Members of the House and Senate have filed bills aimed at exempting Olympic athletes from paying taxes on their medals and prize money. Reps. Mary Bono Mack, R-Calif., and G.K. Butterfield, D-N.C., filed the House measure, saying in a joint statement that "only the U.S. tax code can turn the 'thrill of victory' into the agony of victory." Reps. Aaron Schock, R-Ill., and Blake Farenthold, R-Texas, and Sen. Marco Rubio, R-Fla., filed similar bills.

The United States Olympic Committee pays athletes for each gold ($25,000), silver ($15,000), and bronze ($10,000) medal they win, and the Internal Revenue Service taxes those earnings at 35 percent. That means 17-year-old swimmer Missy Franklin-who won four golds and a bronze-will have a $38,500 tax bill when she gets home. Swimmer Michael Phelps won four golds and two silvers, giving him a record 22 lifetime Olympic medals. His tax bill for the London games: $45,500.

While it is unclear whether the idea of exempting Olympic medal winnings from taxes will have enough momentum to become law after the London games end, it was quickly endorsed by Rep. Dave Camp, R-Mich., chairman of the House Ways and Means Committee. The exemption would be retroactive to Dec. 31, 2011, to cover this year's Olympians.

Cruz to victory

Tea Party-backed Ted Cruz upset the Texas political establishment with a convincing win July 31 over Lt. Gov. David Dewhurst in the state's GOP primary runoff for an open U.S. Senate seat. The Tea Party already has enjoyed victories this year in Senate primaries in Indiana and Nebraska. But the come-from-behind underdog win in super-sized Texas, with its powerfully entrenched state Republican Party, provides an even greater boost for the Tea Party in its nationwide power struggle with traditional Republicans.

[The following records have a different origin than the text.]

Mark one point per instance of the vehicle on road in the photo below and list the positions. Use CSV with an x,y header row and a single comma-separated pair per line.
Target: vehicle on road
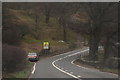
x,y
33,57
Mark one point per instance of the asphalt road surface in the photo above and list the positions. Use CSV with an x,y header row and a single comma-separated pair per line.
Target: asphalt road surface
x,y
62,66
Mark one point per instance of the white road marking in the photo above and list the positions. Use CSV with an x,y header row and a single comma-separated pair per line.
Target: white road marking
x,y
78,76
90,68
53,63
34,68
71,72
63,70
79,65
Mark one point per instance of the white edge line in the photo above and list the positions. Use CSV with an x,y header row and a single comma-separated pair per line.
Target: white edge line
x,y
62,70
34,68
90,69
66,57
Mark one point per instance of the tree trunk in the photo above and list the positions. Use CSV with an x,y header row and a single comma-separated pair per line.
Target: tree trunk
x,y
64,32
94,41
93,44
47,15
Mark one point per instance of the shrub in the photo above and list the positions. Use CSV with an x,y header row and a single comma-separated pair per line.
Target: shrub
x,y
14,58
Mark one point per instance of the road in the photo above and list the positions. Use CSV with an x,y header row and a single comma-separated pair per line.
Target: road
x,y
62,66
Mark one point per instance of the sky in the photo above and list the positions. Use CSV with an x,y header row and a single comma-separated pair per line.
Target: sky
x,y
60,0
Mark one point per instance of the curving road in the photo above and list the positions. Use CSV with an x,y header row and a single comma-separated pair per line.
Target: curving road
x,y
62,66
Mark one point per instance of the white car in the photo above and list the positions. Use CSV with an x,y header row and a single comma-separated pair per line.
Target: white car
x,y
33,57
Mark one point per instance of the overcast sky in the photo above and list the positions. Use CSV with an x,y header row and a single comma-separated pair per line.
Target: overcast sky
x,y
60,0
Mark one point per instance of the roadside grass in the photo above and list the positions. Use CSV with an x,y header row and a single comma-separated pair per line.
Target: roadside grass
x,y
23,73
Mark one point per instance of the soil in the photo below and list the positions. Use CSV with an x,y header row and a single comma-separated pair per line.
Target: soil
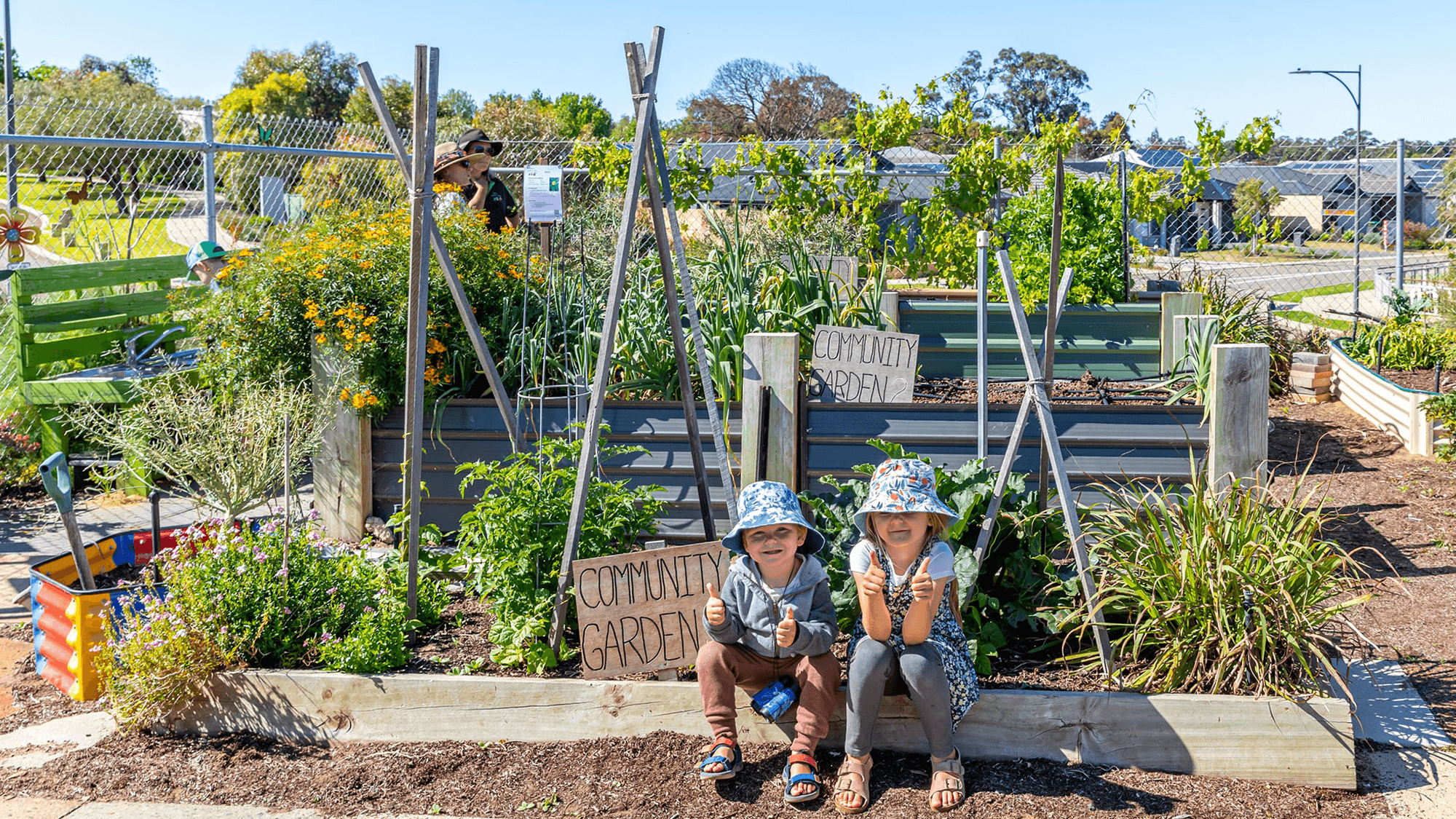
x,y
124,574
1397,510
637,777
1422,379
1397,513
1088,389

"Tonight is a victory for the grassroots," Cruz said at his victory rally. "This is how elections are supposed to be decided, by we the people." Dewhurst had the support of Texas Gov. Rick Perry while high-profile Tea Party figures like Sen. Jim DeMint, R-S.C., and Sarah Palin campaigned for Cruz. A former Texas solicitor general who memorized the Constitution as a high-school student, Cruz would become the first Hispanic to represent Texas in the U.S. Senate. Texas has not elected a Democrat to statewide office since 1994.